Thursday, March 30, 2017

Just Look How Easily The 'Understanding' Of This Isue Is Blown Apart!

AUSSIE DINOS THE BIGGEST at least their tracks are, according to reports in ABC News 21 & 27 March 2017, BBC News 27 March 2017, and Journal of Vertebrate Paleontology, doi:10.1080/02724634.2016.1269539 published online 24 March 2017. A team of scientists from University of Queensland and James Cook University have mapped out multiple dinosaur trackways on the coast of Western Australia, where they found thousands of tracks at 48 sites on the Dampier Peninsula over 25 km stretch of coastline. On the basis of previous reports of dinosaur tracks in this region the researchers suggest track sites could be spread over more than 200 km (125 miles). The tracks are dated as Lower Cretaceous, 127 to 140 million years ago. Steve Salisbury of University of Queensland, who led the study, told the BBC “This is the most diverse dinosaur track fauna we’ve ever recorded”. He went on to explain: “Twenty-one different types. There are about six different types of tracks for meat-eating dinosaurs; about the same number for sauropod dinosaurs; about four different types of ornithopod dinosaur tracks - so, two-legged plant-eaters - and really exciting, I think, are six types of armored dinosaur tracks, including stegosaurs, which we’ve never seen before in Australia”. Some of the sauropod prints are the biggest ever found in the world.

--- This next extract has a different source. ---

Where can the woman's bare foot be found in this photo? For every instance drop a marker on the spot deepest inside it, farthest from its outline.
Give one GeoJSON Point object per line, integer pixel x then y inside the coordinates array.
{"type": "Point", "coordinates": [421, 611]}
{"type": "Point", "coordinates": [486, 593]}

One measured 1.7 metres (5ft 7in) long. The researchers estimate the dinosaur that made it was 5.3 to 5.5 metres at the hip. Salisbury commented: “At first it would seem a footprint that size and an animal that big, is it scientifically possible? These animals did exist. They were out there and we’re seeing evidence of them having existed in the Kimberley 130 million years ago based on these tracks”. According to the ABC “The area was a large river delta 130 million years ago, with dinosaurs crossing wet sandy areas between surrounding forested areas”. Salisbury explained: “There are huge areas around that coastline where all you can see are dinosaur tracks. They’ve just been churned up by dinosaurs, the same as what you see around a dam when a lot of cattle and sheep and kangaroos have come in and made a mess of the mud”. According to the ABC “The heavy steps of more than twenty different types of dinosaur compressed the muddy sand when dinosaurs wandered what was then a river plain in Gondwanaland, and were preserved in what would later harden into rock”.
Links: ABC, BBC

ED. COM. To get fossil footprints preserved well enough for scientists to identify what kind of dinosaur made them takes more than just churned up mud waiting to harden into rock. Walking along a beach or through soggy mud will show you that in order to be preserved footprints need to be rapidly and deeply buried. If the scientists are correct in their estimate that the trackways extend over a region 200 km long, that is a lot of mud for dinosaurs to walk across, followed by a lot more mud to bury the tracks. This amount of rapidly deposited mud requires more than just normal tidal and estuarine flows. Mud layers that size with buried preserved prints require a massive, sudden flood. Perhaps we should try thinking Noah’s flood, not river delta? (Ref. fossilisation, trace fossils) Creation Research.